In the motorcycle-taxi market in most Sub-Saharan African countries, the relation between vehicle owner and driver is characterised by a principal-agent problem with the following features: the owner cannot observe the final output of the driver and therefore cannot condition a wage on it, and higher effort from the driver depreciates the motorcycle. These two feature simply that it is in the owner’s best interest that the driver exerts as little effort as possible while still leasing the motorcycle from him. The problem with low effort implementation is that the motorcycle will not generate enough revenue. I analyse the contractual arrangements between owners and the drivers in this market using survey data from four cities in Togo and Benin.
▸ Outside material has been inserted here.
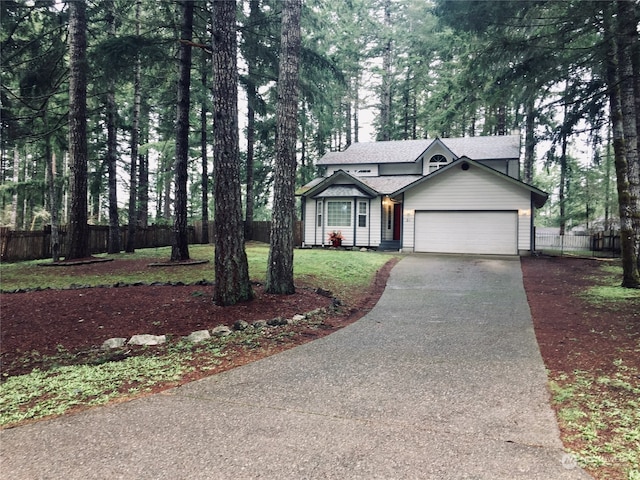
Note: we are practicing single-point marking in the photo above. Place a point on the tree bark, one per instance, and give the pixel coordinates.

Evidence suggests that the quest for trust through kinship between owner and driver may explain the prevalence of a contract that induces drivers to exert excessive effort, leading to adverse outcomes like traffic accidents.
That is Moussa Blimpo in a new cool paper in the Journal of African Economies.
One of the questions the paper addresses implicitly is whether trust necessarily leads to better development outcomes (you’ve seen those cross-country regressions with trust as an independent variable…)
……. in the presence of trust, people tend not to sign formal contracts that define residual rights and the actions to be taken in different expected situations. For example, if the owner and the driver are family members, they will be unlikely to draft a contract that caters to litigation, given that it is socially unacceptable to take a legal action against family.
What this means is that sub-optimal contracting and economic outcomes in developing countries may not be due to a general notion of lack of trust, but rather the lack of a specific kind of trust, let’s call it civic trust. This is the kind of trust that is infused with a healthy dose of skepticism and accompanied by explicit contracting under the shadow of credible enforcement by a third party, the state.